Quand tu as rencontré Clément, ton grand amour, tu avais repris confiance en toi. Ne nous étendons pas sur ce sujet. Ton amour pour Clément est ton cancer, ce truc que tu as en toi et qui ne passera jamais même si à certaines périodes de ta vie, tu te sens en rémission.

Depuis 18 mois, tu vis une espèce de truc indéfinissable avec Solal. Mais le 11 octobre dernier, tu as rencontré l’homme idéal.

La vie est bizarrement faite : tu avais fini à accepter le fait que tu n’étais pas programmé pour être heureux à deux, épanoui en couple ou satisfait de ta condition. Tu savais que Clément t’a arraché le cœur, qu’il l’avait tordu, piétiné et broyé, que tu devais vivre sans cet organe que d’aucun croit vital.

On peut vivre sans amour.

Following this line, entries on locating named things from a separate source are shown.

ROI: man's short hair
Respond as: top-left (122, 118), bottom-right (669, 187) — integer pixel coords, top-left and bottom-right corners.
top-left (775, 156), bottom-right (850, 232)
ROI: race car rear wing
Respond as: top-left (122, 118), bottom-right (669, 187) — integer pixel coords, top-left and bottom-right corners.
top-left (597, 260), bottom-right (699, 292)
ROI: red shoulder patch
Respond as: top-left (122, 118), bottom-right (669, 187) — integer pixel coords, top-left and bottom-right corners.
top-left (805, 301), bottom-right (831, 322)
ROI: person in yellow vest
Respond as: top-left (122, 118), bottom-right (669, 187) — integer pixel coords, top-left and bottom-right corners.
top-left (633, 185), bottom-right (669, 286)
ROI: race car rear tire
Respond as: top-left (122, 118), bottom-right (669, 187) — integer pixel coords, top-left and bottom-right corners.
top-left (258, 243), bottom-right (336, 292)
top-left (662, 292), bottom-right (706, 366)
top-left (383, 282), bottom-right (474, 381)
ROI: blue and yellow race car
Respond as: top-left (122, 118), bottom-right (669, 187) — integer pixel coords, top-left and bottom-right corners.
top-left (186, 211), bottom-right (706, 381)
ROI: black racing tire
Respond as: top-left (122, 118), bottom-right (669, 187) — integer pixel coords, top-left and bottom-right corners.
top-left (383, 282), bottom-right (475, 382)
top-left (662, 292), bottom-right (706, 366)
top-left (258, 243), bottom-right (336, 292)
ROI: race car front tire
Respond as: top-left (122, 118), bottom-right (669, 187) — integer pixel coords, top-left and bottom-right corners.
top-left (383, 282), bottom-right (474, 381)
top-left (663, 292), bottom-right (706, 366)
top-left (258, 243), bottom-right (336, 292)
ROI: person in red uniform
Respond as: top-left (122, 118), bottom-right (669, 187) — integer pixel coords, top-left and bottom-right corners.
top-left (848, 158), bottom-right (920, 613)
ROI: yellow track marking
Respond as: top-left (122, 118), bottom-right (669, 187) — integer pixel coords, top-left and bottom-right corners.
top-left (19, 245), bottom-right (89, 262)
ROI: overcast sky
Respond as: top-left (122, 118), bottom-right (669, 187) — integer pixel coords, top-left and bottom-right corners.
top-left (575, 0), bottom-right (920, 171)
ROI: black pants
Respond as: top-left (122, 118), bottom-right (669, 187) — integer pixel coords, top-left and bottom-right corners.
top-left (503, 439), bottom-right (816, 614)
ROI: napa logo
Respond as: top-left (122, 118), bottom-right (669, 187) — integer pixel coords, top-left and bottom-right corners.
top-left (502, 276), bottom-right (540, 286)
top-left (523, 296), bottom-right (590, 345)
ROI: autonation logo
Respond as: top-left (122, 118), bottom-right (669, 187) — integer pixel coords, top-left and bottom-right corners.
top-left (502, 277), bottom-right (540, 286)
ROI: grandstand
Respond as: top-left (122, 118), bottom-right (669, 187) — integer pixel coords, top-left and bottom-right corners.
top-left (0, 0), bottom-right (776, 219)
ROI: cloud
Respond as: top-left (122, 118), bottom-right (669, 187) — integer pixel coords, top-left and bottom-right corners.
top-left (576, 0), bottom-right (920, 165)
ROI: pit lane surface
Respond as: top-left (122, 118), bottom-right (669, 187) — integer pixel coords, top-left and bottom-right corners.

Tu avais fini par l’accepter.

Et puis tu as rencontré Fabrice. La vie est bizarre. Tu ne l’attendais plus. Le problème (il y a toujours un problème…), c’est que depuis quelques mois, tu t’étais laissé envahir par Solal. Solal vivait chez toi, partageait ton quotidien, tes soirées, tes nuits et une grande partie de ton temps libre.

Certes, Solal, trop jeune, trop fou, alcoolique et drogué ne pouvait pas être l’homme de ta vie. Il occupait quand même le terrain et tu devais bien reconnaître que sa présence ne te déplaisait pas.

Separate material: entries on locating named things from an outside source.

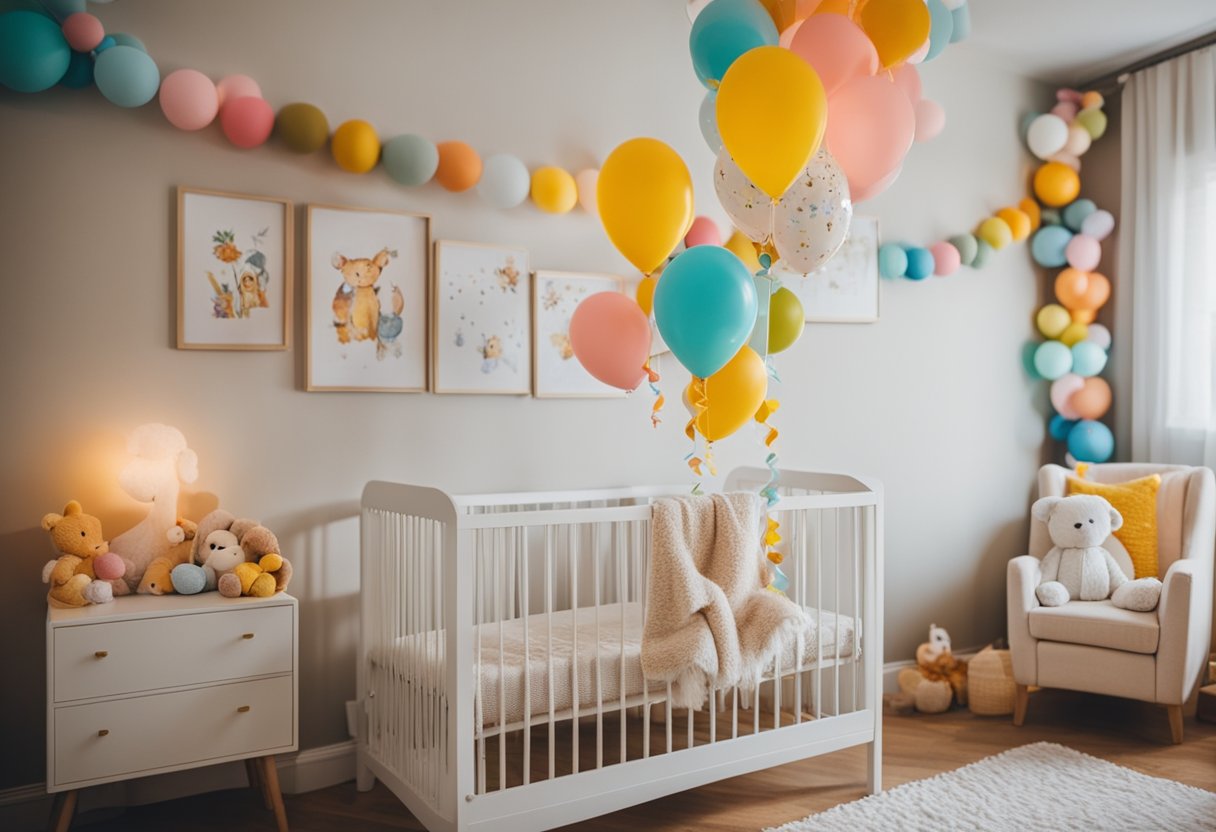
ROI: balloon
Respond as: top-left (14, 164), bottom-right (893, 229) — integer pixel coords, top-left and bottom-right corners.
top-left (857, 0), bottom-right (931, 69)
top-left (1030, 225), bottom-right (1073, 269)
top-left (215, 75), bottom-right (261, 107)
top-left (689, 347), bottom-right (769, 442)
top-left (827, 71), bottom-right (923, 193)
top-left (63, 12), bottom-right (106, 52)
top-left (1026, 113), bottom-right (1068, 159)
top-left (654, 246), bottom-right (756, 378)
top-left (574, 168), bottom-right (599, 217)
top-left (714, 46), bottom-right (822, 199)
top-left (789, 15), bottom-right (878, 96)
top-left (596, 139), bottom-right (695, 275)
top-left (913, 99), bottom-right (946, 141)
top-left (697, 90), bottom-right (722, 154)
top-left (531, 165), bottom-right (579, 214)
top-left (330, 118), bottom-right (381, 173)
top-left (1051, 372), bottom-right (1085, 420)
top-left (975, 217), bottom-right (1013, 251)
top-left (435, 141), bottom-right (482, 193)
top-left (221, 96), bottom-right (275, 148)
top-left (161, 69), bottom-right (220, 130)
top-left (277, 102), bottom-right (330, 154)
top-left (946, 234), bottom-right (976, 265)
top-left (685, 217), bottom-right (722, 248)
top-left (768, 286), bottom-right (806, 352)
top-left (1081, 209), bottom-right (1115, 242)
top-left (381, 133), bottom-right (439, 186)
top-left (772, 150), bottom-right (852, 274)
top-left (566, 290), bottom-right (651, 390)
top-left (0, 11), bottom-right (72, 92)
top-left (477, 153), bottom-right (532, 209)
top-left (1064, 234), bottom-right (1102, 271)
top-left (688, 0), bottom-right (778, 89)
top-left (878, 243), bottom-right (908, 280)
top-left (92, 46), bottom-right (158, 107)
top-left (1035, 341), bottom-right (1073, 381)
top-left (1073, 338), bottom-right (1107, 374)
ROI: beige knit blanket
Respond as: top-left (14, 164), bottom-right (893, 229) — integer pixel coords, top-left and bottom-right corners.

Tu l’as quand même envoyé aller voir ailleurs si tu y étais quand tu as rencontré Fabrice. En vrai sultan, tu as géré ton emploi du temps pour honorer ton harem (ne sois pas trop prétentieux : ton harem n’était composé que de deux hommes ; certains ont un planning plus exigent)

Pendant un mois, tu as jonglé entre Fabrice et Solal comme tu le pouvais, tu changeais tes draps tous les deux jours pour qu’ils ne puissent pas sentir l’odeur de l’autre, et tu as fait beaucoup de lessives (elles contenaient une proportion démesurée de serviettes de toilettes).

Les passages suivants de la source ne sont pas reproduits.